O Sindicato dos Municipários de Porto Alegre (Simpa) argumenta que o que pesa é a falta de segurança nas escolas. “Antigamente, tínhamos guardas municipais nas escolas e agora não”, diz a diretora geral,Luciane Pereira da Silva. Para ela, existe um desmonte contra a educação em curso. “Os salários e 13° dos professores estão sendo parcelados. O tempo de alunos nas escolas em projetos foram diminuídos. É um descaso”, diz. A prefeitura contratou funcionários de portaria terceirizados. “Mas não é suficiente”, adverte Luciane.

O Simpa percebe os danos causados pelas agressões. “Todas as escolas que tiveram agressão tiveram que parar de dar aula e isso é prejudicial para a população, crianças e educação”, diz a diretora.

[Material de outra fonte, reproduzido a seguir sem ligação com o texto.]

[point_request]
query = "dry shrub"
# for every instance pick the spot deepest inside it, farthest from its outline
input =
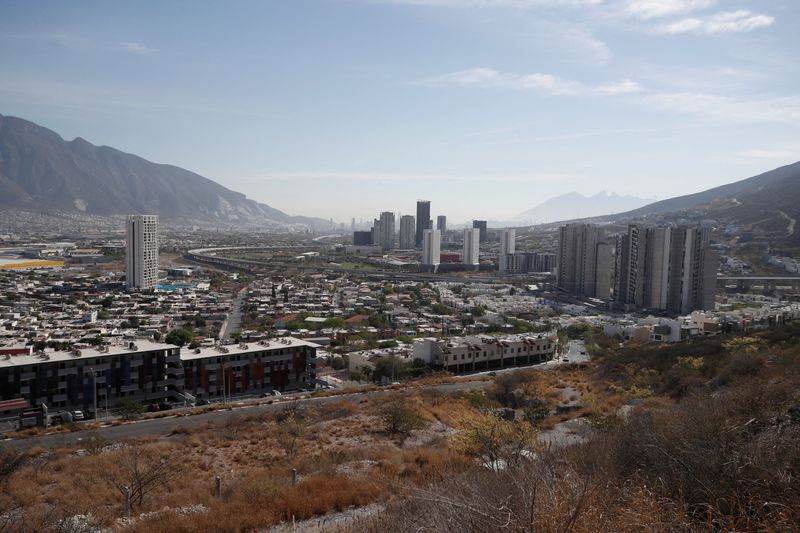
(543, 496)
(258, 502)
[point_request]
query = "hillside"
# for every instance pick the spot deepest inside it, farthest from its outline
(761, 207)
(649, 437)
(41, 172)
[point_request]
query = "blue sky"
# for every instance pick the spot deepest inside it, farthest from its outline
(345, 108)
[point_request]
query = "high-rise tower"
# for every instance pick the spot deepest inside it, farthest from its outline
(423, 219)
(141, 252)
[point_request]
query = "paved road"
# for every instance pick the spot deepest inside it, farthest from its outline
(165, 426)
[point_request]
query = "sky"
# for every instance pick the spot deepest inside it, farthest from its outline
(346, 108)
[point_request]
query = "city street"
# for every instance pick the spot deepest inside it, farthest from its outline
(165, 426)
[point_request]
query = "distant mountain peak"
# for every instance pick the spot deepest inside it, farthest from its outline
(574, 205)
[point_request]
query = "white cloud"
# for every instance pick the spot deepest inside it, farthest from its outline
(647, 9)
(496, 3)
(537, 82)
(397, 177)
(135, 48)
(773, 110)
(785, 153)
(725, 22)
(491, 78)
(625, 86)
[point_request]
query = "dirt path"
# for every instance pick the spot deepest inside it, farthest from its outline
(790, 227)
(330, 522)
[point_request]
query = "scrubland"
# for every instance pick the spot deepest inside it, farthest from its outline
(699, 435)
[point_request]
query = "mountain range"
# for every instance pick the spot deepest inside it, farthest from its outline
(41, 172)
(574, 205)
(765, 206)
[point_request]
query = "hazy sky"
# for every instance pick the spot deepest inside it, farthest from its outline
(341, 108)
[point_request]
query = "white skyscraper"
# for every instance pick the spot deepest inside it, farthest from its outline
(141, 251)
(387, 230)
(407, 231)
(472, 245)
(431, 247)
(508, 239)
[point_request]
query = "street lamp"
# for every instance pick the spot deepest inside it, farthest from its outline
(94, 391)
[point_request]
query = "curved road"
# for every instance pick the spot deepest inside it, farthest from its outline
(166, 426)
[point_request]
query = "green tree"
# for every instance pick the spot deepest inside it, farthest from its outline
(334, 322)
(128, 409)
(179, 337)
(400, 417)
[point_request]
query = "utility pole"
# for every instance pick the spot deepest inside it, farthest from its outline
(94, 395)
(223, 383)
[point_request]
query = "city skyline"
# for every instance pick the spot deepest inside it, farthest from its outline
(389, 98)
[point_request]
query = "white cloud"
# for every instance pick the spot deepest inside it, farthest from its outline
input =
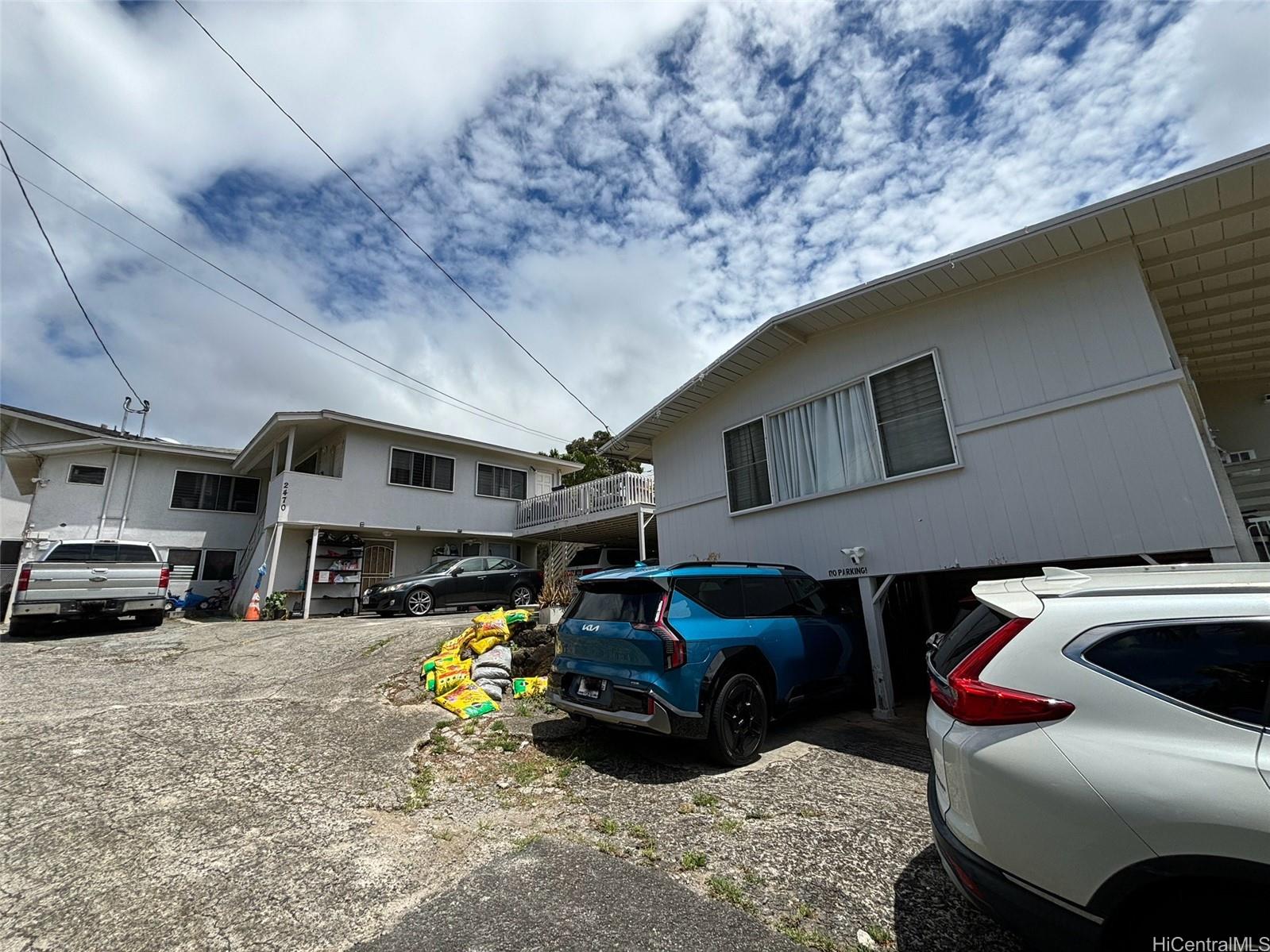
(627, 187)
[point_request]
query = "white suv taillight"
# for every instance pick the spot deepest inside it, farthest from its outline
(979, 703)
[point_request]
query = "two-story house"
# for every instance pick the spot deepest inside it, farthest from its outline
(1095, 387)
(404, 494)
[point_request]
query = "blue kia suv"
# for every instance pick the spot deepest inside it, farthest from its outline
(708, 650)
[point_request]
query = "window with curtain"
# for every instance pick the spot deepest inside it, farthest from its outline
(912, 426)
(746, 458)
(500, 481)
(824, 445)
(423, 470)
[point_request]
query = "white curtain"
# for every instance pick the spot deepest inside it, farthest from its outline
(823, 445)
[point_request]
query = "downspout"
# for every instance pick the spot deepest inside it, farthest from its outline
(110, 488)
(127, 498)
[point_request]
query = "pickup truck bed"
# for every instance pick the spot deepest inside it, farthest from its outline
(56, 588)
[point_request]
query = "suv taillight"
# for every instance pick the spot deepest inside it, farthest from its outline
(979, 703)
(674, 646)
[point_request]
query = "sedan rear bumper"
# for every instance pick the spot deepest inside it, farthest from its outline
(1045, 922)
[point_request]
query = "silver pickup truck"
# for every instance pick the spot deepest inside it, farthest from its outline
(91, 579)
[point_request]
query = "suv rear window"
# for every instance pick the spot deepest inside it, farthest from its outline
(967, 635)
(1218, 667)
(617, 602)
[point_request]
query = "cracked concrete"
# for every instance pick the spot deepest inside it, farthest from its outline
(209, 786)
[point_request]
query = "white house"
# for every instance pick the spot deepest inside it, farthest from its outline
(216, 515)
(1091, 387)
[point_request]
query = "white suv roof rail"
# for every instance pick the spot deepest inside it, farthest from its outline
(1151, 580)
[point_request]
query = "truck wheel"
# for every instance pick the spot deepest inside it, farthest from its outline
(738, 720)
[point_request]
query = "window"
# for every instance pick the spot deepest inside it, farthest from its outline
(719, 595)
(746, 460)
(912, 426)
(1218, 667)
(635, 603)
(101, 553)
(218, 564)
(423, 470)
(184, 563)
(215, 491)
(88, 475)
(967, 635)
(500, 481)
(824, 445)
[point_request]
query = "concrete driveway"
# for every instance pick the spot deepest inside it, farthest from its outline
(249, 786)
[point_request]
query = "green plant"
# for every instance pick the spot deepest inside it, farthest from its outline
(727, 890)
(879, 935)
(693, 860)
(276, 607)
(421, 790)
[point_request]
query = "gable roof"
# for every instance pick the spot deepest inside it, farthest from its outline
(277, 426)
(1194, 202)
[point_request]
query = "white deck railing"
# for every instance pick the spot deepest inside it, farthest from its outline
(592, 498)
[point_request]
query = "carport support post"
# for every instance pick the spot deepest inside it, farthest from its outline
(313, 570)
(871, 592)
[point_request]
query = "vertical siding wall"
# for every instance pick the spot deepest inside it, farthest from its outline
(1047, 472)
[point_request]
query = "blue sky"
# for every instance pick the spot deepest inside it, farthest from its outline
(630, 188)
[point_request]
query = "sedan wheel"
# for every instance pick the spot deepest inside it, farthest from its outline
(418, 602)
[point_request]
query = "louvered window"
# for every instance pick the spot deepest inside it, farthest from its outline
(423, 470)
(500, 481)
(912, 424)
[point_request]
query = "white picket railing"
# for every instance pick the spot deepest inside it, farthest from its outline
(585, 499)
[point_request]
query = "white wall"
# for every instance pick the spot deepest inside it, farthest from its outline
(364, 495)
(1121, 475)
(1238, 414)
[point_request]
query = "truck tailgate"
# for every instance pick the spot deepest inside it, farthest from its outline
(57, 581)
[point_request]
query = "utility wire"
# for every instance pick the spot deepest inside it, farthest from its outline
(477, 411)
(243, 283)
(65, 276)
(384, 212)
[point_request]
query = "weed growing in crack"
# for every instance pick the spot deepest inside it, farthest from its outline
(693, 860)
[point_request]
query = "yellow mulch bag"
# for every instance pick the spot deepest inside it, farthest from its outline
(451, 676)
(468, 701)
(528, 687)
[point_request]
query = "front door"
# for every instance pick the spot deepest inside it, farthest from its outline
(377, 560)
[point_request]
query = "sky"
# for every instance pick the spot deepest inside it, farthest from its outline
(629, 190)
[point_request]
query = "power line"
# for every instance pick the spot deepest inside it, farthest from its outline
(384, 212)
(65, 276)
(243, 283)
(475, 411)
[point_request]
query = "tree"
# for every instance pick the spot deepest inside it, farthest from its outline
(585, 451)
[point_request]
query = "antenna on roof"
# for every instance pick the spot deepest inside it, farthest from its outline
(142, 411)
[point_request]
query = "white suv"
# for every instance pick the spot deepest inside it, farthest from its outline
(1102, 758)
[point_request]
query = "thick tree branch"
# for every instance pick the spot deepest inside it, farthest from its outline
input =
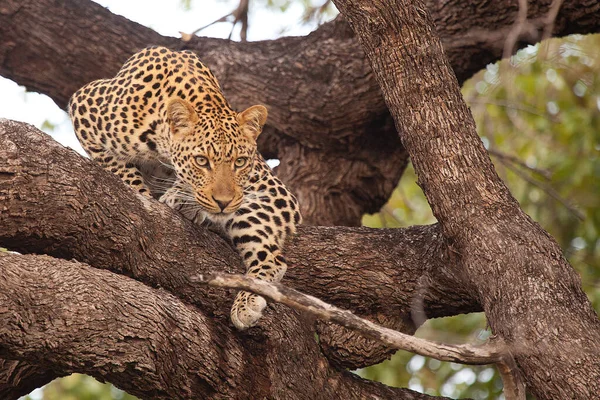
(527, 288)
(465, 354)
(96, 219)
(54, 47)
(67, 317)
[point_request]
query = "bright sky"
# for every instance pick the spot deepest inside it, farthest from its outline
(167, 18)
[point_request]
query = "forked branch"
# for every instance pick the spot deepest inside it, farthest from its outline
(489, 353)
(492, 352)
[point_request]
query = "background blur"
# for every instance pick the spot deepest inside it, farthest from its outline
(538, 114)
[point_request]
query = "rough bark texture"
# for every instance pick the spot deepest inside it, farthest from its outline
(340, 153)
(531, 296)
(58, 203)
(336, 140)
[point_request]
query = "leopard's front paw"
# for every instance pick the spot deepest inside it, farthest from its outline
(247, 310)
(169, 198)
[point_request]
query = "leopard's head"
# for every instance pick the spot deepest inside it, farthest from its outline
(213, 152)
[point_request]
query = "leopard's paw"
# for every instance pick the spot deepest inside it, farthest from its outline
(247, 310)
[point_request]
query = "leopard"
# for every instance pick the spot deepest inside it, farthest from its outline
(165, 108)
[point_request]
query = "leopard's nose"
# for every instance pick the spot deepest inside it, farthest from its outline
(222, 203)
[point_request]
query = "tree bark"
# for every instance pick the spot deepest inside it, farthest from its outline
(340, 154)
(58, 203)
(68, 317)
(531, 296)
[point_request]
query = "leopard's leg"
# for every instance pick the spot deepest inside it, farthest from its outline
(258, 231)
(264, 261)
(128, 173)
(180, 199)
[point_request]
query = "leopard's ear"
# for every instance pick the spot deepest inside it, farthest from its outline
(252, 120)
(182, 116)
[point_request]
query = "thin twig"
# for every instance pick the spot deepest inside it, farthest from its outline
(520, 26)
(551, 18)
(548, 190)
(488, 353)
(506, 104)
(240, 14)
(514, 387)
(517, 161)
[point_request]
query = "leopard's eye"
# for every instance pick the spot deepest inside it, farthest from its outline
(241, 162)
(202, 161)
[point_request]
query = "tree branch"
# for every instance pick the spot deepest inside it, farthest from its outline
(527, 288)
(83, 212)
(466, 354)
(66, 317)
(54, 47)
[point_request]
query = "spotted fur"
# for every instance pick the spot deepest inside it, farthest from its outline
(166, 107)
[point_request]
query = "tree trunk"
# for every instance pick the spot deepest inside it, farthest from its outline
(58, 203)
(530, 294)
(340, 154)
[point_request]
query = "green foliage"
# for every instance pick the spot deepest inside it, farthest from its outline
(539, 116)
(79, 387)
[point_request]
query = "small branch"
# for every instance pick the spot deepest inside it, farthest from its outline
(548, 190)
(240, 14)
(465, 354)
(551, 18)
(514, 387)
(515, 160)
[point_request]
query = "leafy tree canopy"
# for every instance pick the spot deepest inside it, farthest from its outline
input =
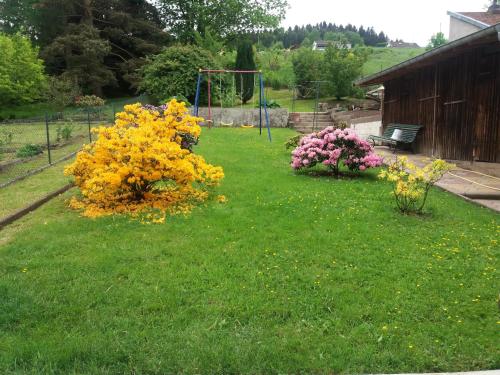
(245, 60)
(185, 17)
(123, 33)
(173, 72)
(21, 71)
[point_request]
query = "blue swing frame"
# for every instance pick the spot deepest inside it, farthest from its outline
(262, 97)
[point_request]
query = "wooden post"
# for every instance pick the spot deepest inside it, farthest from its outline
(434, 120)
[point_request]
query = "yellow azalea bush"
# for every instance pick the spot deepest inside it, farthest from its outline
(143, 162)
(411, 183)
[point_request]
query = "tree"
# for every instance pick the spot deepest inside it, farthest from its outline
(173, 72)
(224, 18)
(245, 60)
(62, 91)
(307, 66)
(79, 56)
(437, 40)
(22, 77)
(341, 67)
(125, 32)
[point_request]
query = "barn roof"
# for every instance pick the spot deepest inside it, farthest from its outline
(490, 35)
(479, 19)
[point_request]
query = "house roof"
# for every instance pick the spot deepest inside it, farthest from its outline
(478, 19)
(489, 35)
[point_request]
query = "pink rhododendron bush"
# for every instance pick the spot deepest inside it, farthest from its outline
(335, 147)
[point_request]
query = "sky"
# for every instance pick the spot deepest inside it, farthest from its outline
(412, 21)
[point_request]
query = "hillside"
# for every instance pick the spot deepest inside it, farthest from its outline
(383, 58)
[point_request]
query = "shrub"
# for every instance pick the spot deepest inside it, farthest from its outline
(411, 183)
(293, 142)
(142, 163)
(29, 150)
(173, 73)
(332, 146)
(89, 101)
(308, 67)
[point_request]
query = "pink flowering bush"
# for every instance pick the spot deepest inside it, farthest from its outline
(332, 146)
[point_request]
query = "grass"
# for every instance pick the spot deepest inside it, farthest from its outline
(38, 110)
(34, 133)
(383, 58)
(20, 194)
(296, 273)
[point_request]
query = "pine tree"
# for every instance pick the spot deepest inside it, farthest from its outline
(245, 60)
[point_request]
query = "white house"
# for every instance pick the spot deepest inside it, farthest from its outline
(466, 23)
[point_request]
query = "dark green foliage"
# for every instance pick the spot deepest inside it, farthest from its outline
(174, 71)
(341, 67)
(307, 65)
(113, 37)
(306, 35)
(29, 150)
(62, 91)
(21, 71)
(245, 60)
(185, 18)
(79, 55)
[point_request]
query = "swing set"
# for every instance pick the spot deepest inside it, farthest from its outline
(210, 73)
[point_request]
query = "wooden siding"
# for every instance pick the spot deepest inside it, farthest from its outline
(458, 103)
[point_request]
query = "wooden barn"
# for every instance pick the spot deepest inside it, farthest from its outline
(452, 91)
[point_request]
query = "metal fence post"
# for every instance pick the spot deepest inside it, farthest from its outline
(48, 137)
(88, 122)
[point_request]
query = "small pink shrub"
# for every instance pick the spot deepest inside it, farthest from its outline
(332, 146)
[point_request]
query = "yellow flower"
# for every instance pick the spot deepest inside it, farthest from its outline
(121, 171)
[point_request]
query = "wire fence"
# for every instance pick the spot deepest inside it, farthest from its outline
(28, 146)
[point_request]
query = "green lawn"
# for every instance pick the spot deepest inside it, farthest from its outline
(38, 110)
(24, 192)
(295, 273)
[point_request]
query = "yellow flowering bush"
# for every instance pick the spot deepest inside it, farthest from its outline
(411, 183)
(143, 162)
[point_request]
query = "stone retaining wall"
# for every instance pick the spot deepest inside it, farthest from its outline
(278, 117)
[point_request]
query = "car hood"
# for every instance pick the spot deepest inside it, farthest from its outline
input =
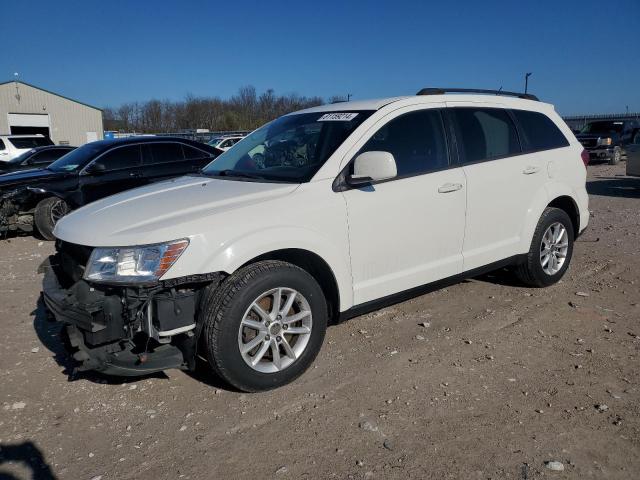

Segundo o secretário da Secretaria Municipal de Educação (Smed), Adriano Naves de Brito, colocar policiais nas escolas não resolveria os casos ocorridos. “O ambiente escolar tem que ser aberto à comunidade. Penso que a escola tem que se impor. E que a guarda não resolveria problemas de indisciplina”, acrescenta. A Smed ainda não entendeu o que ocorreu. “Mas uma coisa temos certeza, os casos não estão relacionados. O se sucedeu foi uma infeliz coincidência”, lamenta.

Solidariedade


A Smed também se mostrou solidária e representantes da entidade tiveram uma reunião na Escola Saint Hilaire. O secretária da secretaria comentou o caso. “Estamos muito tristes com os ataques em quatro de nossas escolas e, ainda mais, sabendo que foi protagonizado por familiares de estudantes”, diz Adriano Naves de Brito.

Segundo o secretário, medidas de combates à violência estão sendo reforçados. “Além de vigilância nas escolas, também temos projetos de reeducação emocional. Uma das iniciativas é com a Cruz Vermelha e com a guarda municipal, esta última faz um trabalho de prevenção”, relata.

A Polícia responsável pelos casos não se manifestaram até o fechamento da matéria.